Aborto

Desde que existe memoria histórica, las mujeres han abortado. En el Egipto de los faraones, en la antigua Grecia, durante el Imperio Romano o en la Edad Media… Siempre y en todo lugar, el aborto ha formado parte de la vida de las mujeres. Con más o menos peligro de sanción legal o religiosa, con mayor o menor riesgo para la salud y la vida, el aborto ha estado ahí, acompañando a la humanidad.
El concepto de prevención del embarazo ya existía en las sociedades primitivas y documentos encontrados en distintas partes del mundo atestiguan cómo las civilizaciones más antiguas evitaban los embarazos no deseados, el más antiguo es un texto chino datado en el 2700 a.C., y se refiere a un abortivo.
El aborto ha sido cosa de mujeres y las mujeres han carecido de derechos hasta ayer por la tarde. Ni los teólogos, ni los juristas, ni los políticos, ni quienes con tanto ardor defienden ahora los derechos de un cigoto, se han preocupado por los derechos de la mujer. Mujeres que han sido violadas, engañadas o usadas para la cría como otro animal más, han concebido y parido con riesgo de muerte, sin que a nadie le importase. Quizás porque era la voluntad divina y, por tanto, inapelable. Tampoco importaban sus vástagos, si eran demasiados y no podían ser bien atendidos por falta de recursos, si se quedaban huérfanos y desasistidos. Esas criaturas nacidas también eran ignoradas.

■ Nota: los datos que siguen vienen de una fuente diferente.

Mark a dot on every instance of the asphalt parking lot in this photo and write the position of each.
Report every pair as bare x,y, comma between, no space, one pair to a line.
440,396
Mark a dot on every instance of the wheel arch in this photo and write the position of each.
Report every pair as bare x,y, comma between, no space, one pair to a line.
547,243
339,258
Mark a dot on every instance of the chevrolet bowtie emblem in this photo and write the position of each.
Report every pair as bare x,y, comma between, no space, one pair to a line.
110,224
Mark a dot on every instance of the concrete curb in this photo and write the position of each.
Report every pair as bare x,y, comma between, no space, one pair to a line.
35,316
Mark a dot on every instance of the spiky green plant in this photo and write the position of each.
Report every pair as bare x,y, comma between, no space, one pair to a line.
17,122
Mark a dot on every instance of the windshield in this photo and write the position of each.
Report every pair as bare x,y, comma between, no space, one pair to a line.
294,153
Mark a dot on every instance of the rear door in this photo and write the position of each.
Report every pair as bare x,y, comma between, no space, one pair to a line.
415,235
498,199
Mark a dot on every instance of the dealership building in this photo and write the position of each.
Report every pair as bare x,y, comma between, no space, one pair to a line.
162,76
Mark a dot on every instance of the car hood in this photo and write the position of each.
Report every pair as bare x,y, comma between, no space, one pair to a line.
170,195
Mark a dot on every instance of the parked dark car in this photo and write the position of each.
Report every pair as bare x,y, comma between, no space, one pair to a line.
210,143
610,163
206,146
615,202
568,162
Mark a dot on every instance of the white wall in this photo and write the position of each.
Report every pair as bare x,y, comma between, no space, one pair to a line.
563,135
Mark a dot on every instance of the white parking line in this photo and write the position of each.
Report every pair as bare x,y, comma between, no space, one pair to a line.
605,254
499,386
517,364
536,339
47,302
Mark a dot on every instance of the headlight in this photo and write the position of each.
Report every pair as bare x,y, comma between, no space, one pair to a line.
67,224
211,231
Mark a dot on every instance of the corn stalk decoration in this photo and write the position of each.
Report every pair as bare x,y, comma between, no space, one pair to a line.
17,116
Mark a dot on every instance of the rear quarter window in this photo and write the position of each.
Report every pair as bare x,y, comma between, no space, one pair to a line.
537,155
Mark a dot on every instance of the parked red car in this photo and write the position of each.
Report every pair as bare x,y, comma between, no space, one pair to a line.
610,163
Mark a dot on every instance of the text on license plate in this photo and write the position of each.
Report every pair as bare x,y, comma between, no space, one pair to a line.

Pero si mal estaba parir cada año, las relaciones sexuales son obligatorias dentro del matrimonio católico, peor se consideraba a la mujer estéril, a la prostituta, a la soltera… En definitiva, a toda mujer que se saliera de la pauta que la religión y el Estado marcaban para ella. Hasta que llegó la píldora anticonceptiva y el aborto seguro. Entonces empezó la liberación femenina.
Desde ese momento, las mujeres nos hemos lanzado a estudiar, a pensar, a rebelarnos, a decidir sobre nuestro destino y a ser las personas que queremos ser. Somos sujetos de derecho, podemos votar y podemos legislar. Aunque todavía existan en nuestra sociedad sectores que desean que la mujer vuelva a ser esclava.